In message , phil hunt
writes
On 23 Dec 2003 16:07:42 GMT, Alistair Gunn wrote:
Possibly. Another interpretation is that it's in continuation of
british policy of getting bad value for money in military equipment.
Another example of the same policy is the MRAV armoured vehicle:
Britain spent large amounts of money developing an 8x8 wheeled
vehicle (why? there are plenty of others on the market, and its a
mature technology so no big breakthroughs are possible),
See any hybrid diesel/electric 8x8s out there? Or any rapidly
reconfigurable vehicles available off-the-shelf?
MRAV had some goals, none of the off-the-shelf candidates met them,
turns out MRAV didn't either.
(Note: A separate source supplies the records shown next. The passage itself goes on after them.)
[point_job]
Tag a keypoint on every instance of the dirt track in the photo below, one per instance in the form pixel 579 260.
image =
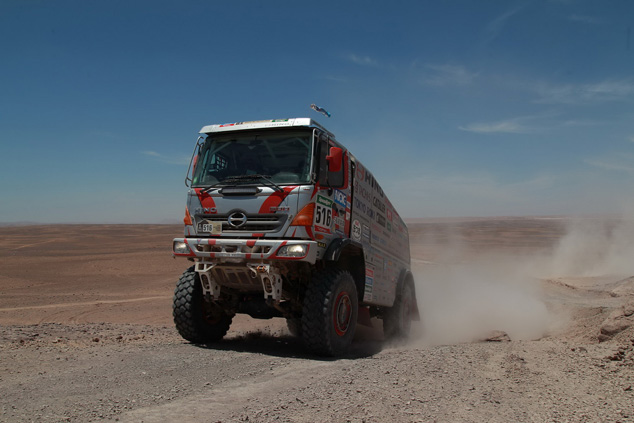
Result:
pixel 86 334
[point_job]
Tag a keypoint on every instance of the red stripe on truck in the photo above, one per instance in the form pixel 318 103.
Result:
pixel 275 199
pixel 205 199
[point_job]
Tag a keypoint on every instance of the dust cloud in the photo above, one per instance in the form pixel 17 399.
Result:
pixel 596 247
pixel 464 294
pixel 467 301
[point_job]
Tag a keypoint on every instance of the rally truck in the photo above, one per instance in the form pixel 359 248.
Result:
pixel 283 221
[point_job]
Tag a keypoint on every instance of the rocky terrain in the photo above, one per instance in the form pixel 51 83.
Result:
pixel 523 319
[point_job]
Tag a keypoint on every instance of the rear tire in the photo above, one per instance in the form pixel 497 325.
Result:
pixel 197 320
pixel 397 320
pixel 330 312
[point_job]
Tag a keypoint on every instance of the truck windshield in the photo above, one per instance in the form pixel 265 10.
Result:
pixel 282 157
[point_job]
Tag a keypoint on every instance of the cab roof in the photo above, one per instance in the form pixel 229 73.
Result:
pixel 260 124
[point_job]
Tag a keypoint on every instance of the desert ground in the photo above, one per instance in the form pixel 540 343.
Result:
pixel 522 320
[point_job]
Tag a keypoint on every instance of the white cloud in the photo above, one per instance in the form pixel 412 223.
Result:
pixel 361 60
pixel 586 19
pixel 608 90
pixel 448 75
pixel 508 127
pixel 495 27
pixel 622 163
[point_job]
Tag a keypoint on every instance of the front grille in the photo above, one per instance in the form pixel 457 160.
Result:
pixel 244 249
pixel 254 223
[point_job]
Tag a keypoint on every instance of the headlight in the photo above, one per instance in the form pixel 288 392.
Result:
pixel 296 250
pixel 181 247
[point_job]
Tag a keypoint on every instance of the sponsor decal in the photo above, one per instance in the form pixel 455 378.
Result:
pixel 379 204
pixel 366 233
pixel 280 208
pixel 340 198
pixel 380 219
pixel 356 230
pixel 369 284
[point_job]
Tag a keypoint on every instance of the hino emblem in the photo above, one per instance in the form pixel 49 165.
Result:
pixel 237 219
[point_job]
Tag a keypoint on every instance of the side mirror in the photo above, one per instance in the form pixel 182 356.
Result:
pixel 335 159
pixel 194 164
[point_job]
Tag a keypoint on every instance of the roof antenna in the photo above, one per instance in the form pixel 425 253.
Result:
pixel 319 110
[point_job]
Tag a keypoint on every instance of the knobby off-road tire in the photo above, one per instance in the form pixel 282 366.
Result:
pixel 330 312
pixel 294 326
pixel 397 320
pixel 196 320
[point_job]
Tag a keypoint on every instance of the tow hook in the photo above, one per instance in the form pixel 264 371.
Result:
pixel 271 280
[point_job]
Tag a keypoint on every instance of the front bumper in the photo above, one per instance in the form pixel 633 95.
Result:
pixel 240 250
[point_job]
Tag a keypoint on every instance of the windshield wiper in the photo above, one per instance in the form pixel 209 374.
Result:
pixel 255 177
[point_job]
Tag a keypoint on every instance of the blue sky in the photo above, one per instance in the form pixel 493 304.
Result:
pixel 459 108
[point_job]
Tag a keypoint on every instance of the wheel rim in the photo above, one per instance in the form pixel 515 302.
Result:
pixel 342 313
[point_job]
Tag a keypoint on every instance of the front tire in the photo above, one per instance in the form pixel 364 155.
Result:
pixel 197 320
pixel 330 312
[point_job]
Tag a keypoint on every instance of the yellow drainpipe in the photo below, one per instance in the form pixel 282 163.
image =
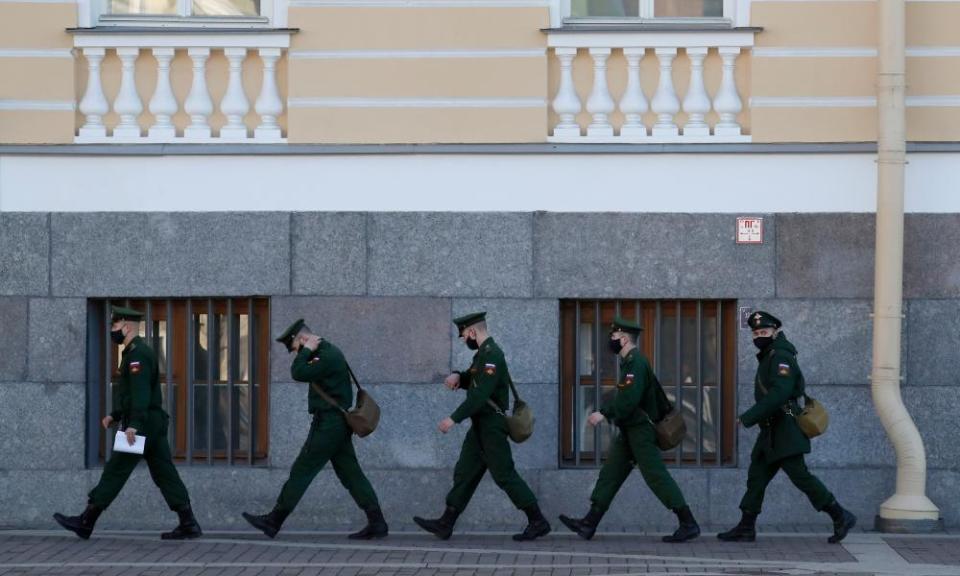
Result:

But then MRAV wasn't too expensive.
The UK has very small armed forced considering the size of the
country's defence budget. Compare the UK (Population 59
million, spends 2.5% of GDP on arms) ordering 220 Typhoons whereas
Sweden (population 9 million, spends 2% of GDP on arms) can order
almost as many (204) Gripens. Even taking into account that Britain
spends a larger proportion of its defense budget on its navy, and
the Typhoon's unit cost is larger than the Gripen's, there's
something wrong here.
Not really, no. The UK buys the strategic lift and the support
infrastructure to be able to put troops, tanks, ships and aircraft far
overseas and fight: other countries concentrate on headline-grabbing
numbers of frontline assets but aren't able to send them anywhere (and
aren't tested in their ability to commit them to combat).
--
When you have to kill a man, it costs nothing to be polite.